5 Details Every Entrepreneur Needs Right Now About CAESAR Program

Now, even relatively small companies like Nodeflux–its headcount is still below 50–can score government contracts. Nodeflux analyses images from around 7,000 CCTV cameras in the district, giving the Jakarta Regional Government new perspectives on traffic patterns and other mobility-related insights. It’s now applying a similar solution to help stop travel violations during Covid. This shift … Read more

Digital-Lifestyle Connectivity Forces Markets To Shift

Aggregators, too, will not be the same. The very discounts that propelled the growth of food delivery companies Swiggy and Zomato will be the first casualty, said Beer Café’s Singh. This has already come true. Zomato and Swiggy have stopped footing discounts to customers. Like the shift to a revenue-sharing model, aggregators now have to … Read more

The Merits and Trials of Faustian Deals between Restaurants and Sending Giants

A pandemic that forces people to stay home looks like a godsend gift to the food delivery industry. But it may fundamentally alter the power balance between restaurants and food delivery platforms in Malaysia, and even Southeast Asia. Before Covid-19—when dine-in was the main income source for restaurateurs—commission rates were viewed as a “marketing fee” … Read more

Why Food Logistics Companies are Better Left Public

That’s the premise of ECF—an alternative financing option allowing private companies such as small-and-medium enterprises (SMEs) and startups to raise capital. ECF can be channeled via retail investors or the customer base through platforms regulated by the Malaysian capital market regulator Securities Commission (SC) Malaysia.

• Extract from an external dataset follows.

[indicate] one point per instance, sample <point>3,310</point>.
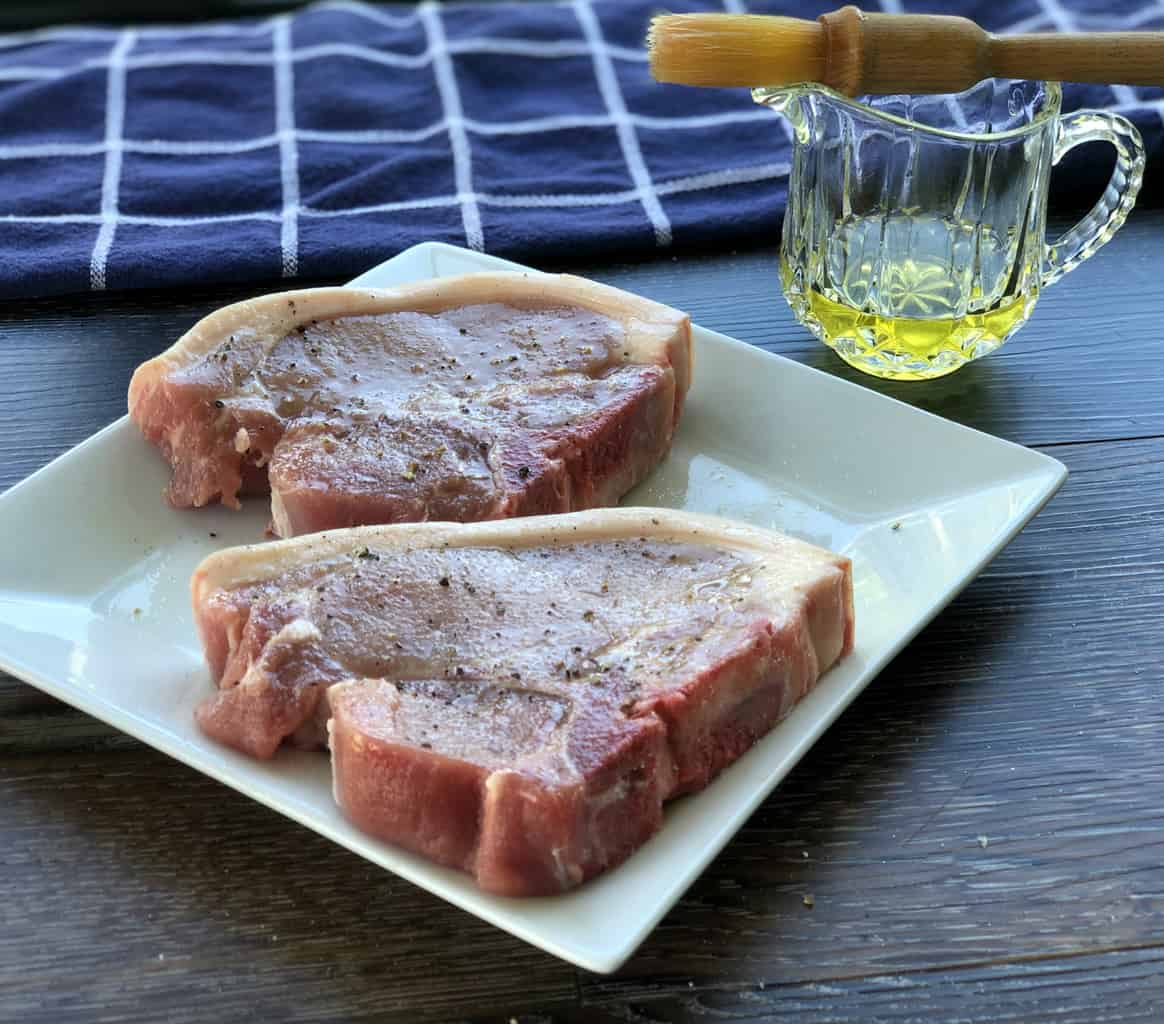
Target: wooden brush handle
<point>929,52</point>
<point>1129,58</point>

Malaysia is the first country across Southeast Asia to regulate … Read more

Banana Republic just launched their second womenswear line with J.Crew Group

Operating during a crisis already comes with added costs. Savings from unused marketing budgets are being offset by the cost of incentives and relief packs for workers at risk of contracting the virus, said the Grab spokesperson cited earlier, without divulging specifics. There’s also the cost associated with supplying protective gear for workers.

Many businesses are hanging on by a thread as the pandemic-induced slowdown worsens what’s already been a cautious global investment climate.

Why Retailers & Brands Choose a Fruit-Forward Approach?

Why Retailers & Brands Choose a Fruit-Forward Approach?

Even a well-funded company like Grab realises this. “We’re all in survival mode and trying to navigate this crisis. Even before, we’ve been mindful of how we spend our money,” says its spokesperson.

So any company that’s taken a blow would understandably want to generate new revenue streams, said Forrester’s Meena. That seems to be true in Zalora’s case; it just announced a subscription service focussing on data analytics for brands. The company analysed data from over 2.6 million active customers in its Southeast Asia markets and translated that into insights such as top and trending stock keeping units in selected categories.

“Secondly, this is a time when there’s almost no marketing or advertising targeting consumers because they’re not buying,” explains Meena. Venturing into essential groceries at least allows the likes of Zalora to stay relevant.

Zalora offers no definitive answer about whether it would continue delivering groceries after the pandemic ends. All it says is it will “adapt” to what consumers need. Meena’s take: there’s no business case for companies that are not in it for the long run.

5 Benefits of Going Fruit Forward and the Fate of All Movements That Came Before It!

Delivering groceries is inherently complex. Basket sizes are small, and margins are typically low. High order volumes are important since marketing and distribution costs eat into the margins. But high volumes also make it difficult to deliver the goods—literally. US$200 can buy you a smartphone but may translate into 20 kg of goods when it comes to groceries.

Touch-and-feel remains a key consideration, says Meena. People want to pick out their vegetables, smell their meat, and squeeze their produce. Making sure these products stay fresh through transit is challenging, otherwise you’d have to deal with the bigger headache of spoiled returns. That’s why big providers like Amazon in the US invest in numerous warehouses and logistics, allowing them to quickly reach customers’ doorsteps. It takes many years to reach a certain scale.

Companies like Grab try to work around some of these complications by employing a hyperlocal approach. They partner with supermarkets or brand distributors like Great Deals instead of managing their own inventory and zero in on dense areas so they can fulfil as many orders as they can in a single trip.

However, there’s a trade-off. Meena says there’s less visibility on inventory with this kind of approach. So incomplete orders like what Filipino customer Zialcita experienced could be a frequent problem. “This supply chain issue is very difficult to solve and customer experience suffers,” Meena tells us. “The reason why Amazon is leading the pack is because they control the customer experience.”